Note You need to log in before you can comment on or make changes to this bug.
Description Sven-Jacobi 2013-10-24 09:37:10 UTC
Created attachment 88071 [details]
demo document with http hyperlink

The attached document contains following hyperlink: "http://münchen.de"

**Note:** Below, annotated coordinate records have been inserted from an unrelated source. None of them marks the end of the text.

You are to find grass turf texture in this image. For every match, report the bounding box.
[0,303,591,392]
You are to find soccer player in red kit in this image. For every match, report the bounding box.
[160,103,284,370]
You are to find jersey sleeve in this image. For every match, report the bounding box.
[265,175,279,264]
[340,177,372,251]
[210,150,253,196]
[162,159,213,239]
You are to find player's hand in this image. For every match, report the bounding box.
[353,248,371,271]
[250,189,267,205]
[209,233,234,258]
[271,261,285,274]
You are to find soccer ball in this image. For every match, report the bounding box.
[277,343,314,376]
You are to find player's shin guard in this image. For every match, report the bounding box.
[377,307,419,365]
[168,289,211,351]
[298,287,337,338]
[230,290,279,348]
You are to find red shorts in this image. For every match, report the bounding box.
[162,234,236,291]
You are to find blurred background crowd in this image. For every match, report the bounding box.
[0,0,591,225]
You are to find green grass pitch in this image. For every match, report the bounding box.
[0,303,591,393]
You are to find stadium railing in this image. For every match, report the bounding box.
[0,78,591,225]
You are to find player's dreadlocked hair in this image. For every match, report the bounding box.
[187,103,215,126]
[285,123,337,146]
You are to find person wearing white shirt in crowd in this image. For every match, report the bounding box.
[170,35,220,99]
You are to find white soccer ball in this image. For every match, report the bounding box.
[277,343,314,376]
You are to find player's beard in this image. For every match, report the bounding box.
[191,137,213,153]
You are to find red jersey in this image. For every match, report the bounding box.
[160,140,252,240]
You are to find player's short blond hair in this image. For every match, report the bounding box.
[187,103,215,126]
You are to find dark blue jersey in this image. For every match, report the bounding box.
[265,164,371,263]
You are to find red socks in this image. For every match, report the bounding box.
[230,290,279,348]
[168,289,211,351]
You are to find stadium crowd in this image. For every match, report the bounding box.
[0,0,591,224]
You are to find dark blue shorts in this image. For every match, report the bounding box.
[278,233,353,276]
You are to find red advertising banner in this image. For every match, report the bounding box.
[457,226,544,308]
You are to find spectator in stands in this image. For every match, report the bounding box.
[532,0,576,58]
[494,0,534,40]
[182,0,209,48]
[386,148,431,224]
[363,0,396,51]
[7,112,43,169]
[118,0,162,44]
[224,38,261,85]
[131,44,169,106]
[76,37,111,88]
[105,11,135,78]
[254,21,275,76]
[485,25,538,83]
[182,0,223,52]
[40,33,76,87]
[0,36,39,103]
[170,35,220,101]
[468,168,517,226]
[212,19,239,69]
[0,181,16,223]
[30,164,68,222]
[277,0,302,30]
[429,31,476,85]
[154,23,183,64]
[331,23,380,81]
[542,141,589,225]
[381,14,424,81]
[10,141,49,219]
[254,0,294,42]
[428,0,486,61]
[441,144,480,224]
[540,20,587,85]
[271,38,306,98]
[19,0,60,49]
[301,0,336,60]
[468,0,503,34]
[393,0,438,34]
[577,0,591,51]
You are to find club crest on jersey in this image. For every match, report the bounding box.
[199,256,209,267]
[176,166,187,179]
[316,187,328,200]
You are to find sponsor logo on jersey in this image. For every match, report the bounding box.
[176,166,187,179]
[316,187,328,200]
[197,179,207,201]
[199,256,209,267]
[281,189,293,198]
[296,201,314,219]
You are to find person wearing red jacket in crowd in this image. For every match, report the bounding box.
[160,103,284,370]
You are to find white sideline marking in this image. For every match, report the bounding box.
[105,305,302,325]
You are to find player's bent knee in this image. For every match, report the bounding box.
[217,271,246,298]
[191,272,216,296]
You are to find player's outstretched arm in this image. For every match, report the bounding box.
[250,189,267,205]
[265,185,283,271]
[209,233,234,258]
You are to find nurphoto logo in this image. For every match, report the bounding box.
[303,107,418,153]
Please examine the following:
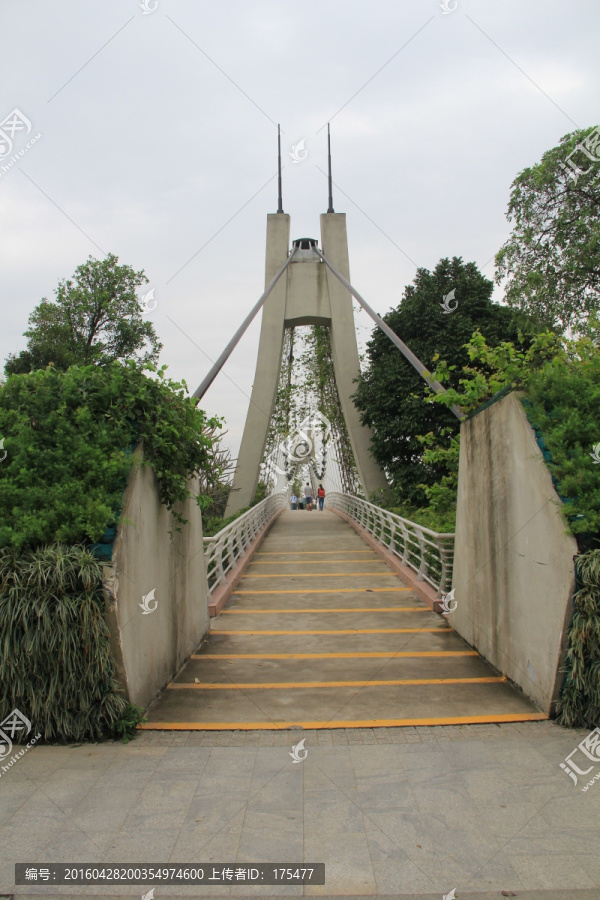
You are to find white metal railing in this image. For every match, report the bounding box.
[326,491,454,597]
[204,493,287,598]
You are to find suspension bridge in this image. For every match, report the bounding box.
[137,126,547,730]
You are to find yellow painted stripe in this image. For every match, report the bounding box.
[239,572,398,578]
[233,588,412,594]
[167,675,506,691]
[252,556,385,566]
[220,606,431,616]
[211,628,453,634]
[137,713,548,731]
[190,650,479,660]
[254,550,375,556]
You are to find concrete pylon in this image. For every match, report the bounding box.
[225,213,387,516]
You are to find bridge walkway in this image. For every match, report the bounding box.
[144,510,546,731]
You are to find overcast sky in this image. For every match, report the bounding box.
[0,0,600,451]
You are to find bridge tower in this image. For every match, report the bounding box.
[225,207,386,516]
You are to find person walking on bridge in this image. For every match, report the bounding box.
[304,481,312,510]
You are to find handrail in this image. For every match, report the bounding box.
[326,491,454,597]
[204,493,287,599]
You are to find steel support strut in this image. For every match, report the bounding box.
[192,247,296,400]
[315,247,465,420]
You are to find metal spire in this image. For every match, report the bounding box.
[277,125,283,212]
[327,122,335,212]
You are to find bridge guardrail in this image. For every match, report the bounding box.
[204,494,287,602]
[326,491,454,597]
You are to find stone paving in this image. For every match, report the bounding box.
[0,721,600,900]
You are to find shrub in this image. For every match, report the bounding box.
[0,362,220,550]
[0,544,130,741]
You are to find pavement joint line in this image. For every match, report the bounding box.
[190,650,479,660]
[167,675,507,691]
[211,626,454,634]
[137,712,548,731]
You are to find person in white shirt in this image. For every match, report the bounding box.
[304,481,312,509]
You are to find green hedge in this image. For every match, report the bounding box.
[557,550,600,728]
[0,544,140,741]
[0,362,220,741]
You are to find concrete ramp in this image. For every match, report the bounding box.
[144,510,546,730]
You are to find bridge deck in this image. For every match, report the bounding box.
[144,511,546,730]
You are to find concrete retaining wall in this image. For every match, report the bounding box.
[104,448,209,708]
[448,394,577,714]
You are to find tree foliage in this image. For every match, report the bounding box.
[428,332,600,536]
[355,257,526,506]
[5,254,162,375]
[496,128,600,332]
[0,361,221,550]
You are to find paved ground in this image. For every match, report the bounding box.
[147,510,544,729]
[0,513,600,900]
[0,721,600,900]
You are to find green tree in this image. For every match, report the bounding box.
[0,360,222,552]
[496,128,600,332]
[5,254,162,375]
[355,257,527,506]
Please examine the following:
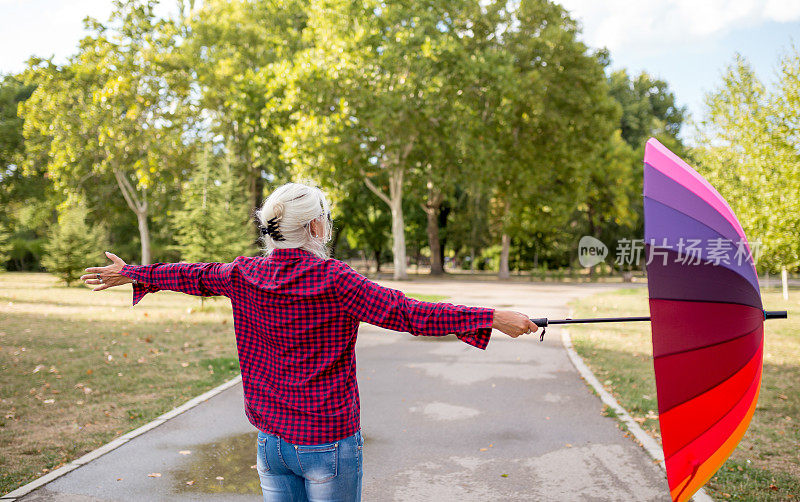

if exporting this document to pdf the hyperlink is saved as file url, in my case: file:///Users/sj/Downloads/http:%2F%2Fm%C3%BCnchen.de

Even if it is not allowed to use special unicode characters within the domain name (punycode should be used instead and so following url would be correct: http://xn--mnchen-3ya.de) the http scheme should not change to a file url exposing some internals of my file system.
Comment 1 Jean-Baptiste Faure 2013-10-28 05:26:25 UTC
Comment on attachment 88071 [details]
demo document with http hyperlink

Changed mime type
Comment 2 Jean-Baptiste Faure 2013-10-28 05:30:58 UTC
Reproducible with LO 4.0.6 and 4.1.4.0.0+ under Ubuntu 13.04 x86-64

Best regards. JBF
Comment 3 QA Administrators 2015-10-14 19:58:25 UTC Comment hidden (obsolete)
Comment 4 Jean-Baptiste Faure 2015-10-18 17:20:59 UTC
Still reproducible with version 5.0.4.0+ under Ubuntu 15.04 x86-64.

Added security keyword because this bug show private data about the file system of the machine where the pdf was generated.

Security/privacy problem -> severity level set to major

Best regards. JBF
Comment 5 Commit Notification 2015-10-29 13:04:16 UTC
Stephan Bergmann committed a patch related to this issue.
It has been pushed to "master":

http://cgit.freedesktop.org/libreoffice/core/commit/?id=a346dfccd7e342d776dd59eb3ed128557e22a1bf

tdf#70833: IDNA support when exporing hyperlinks to PDF

It will be available in 5.1.0.

The patch should be included in the daily builds available at
http://dev-builds.libreoffice.org/daily/ in the next 24-48 hours. More
information about daily builds can be found at:
http://wiki.documentfoundation.org/Testing_Daily_Builds

Affected users are encouraged to test the fix and report feedback.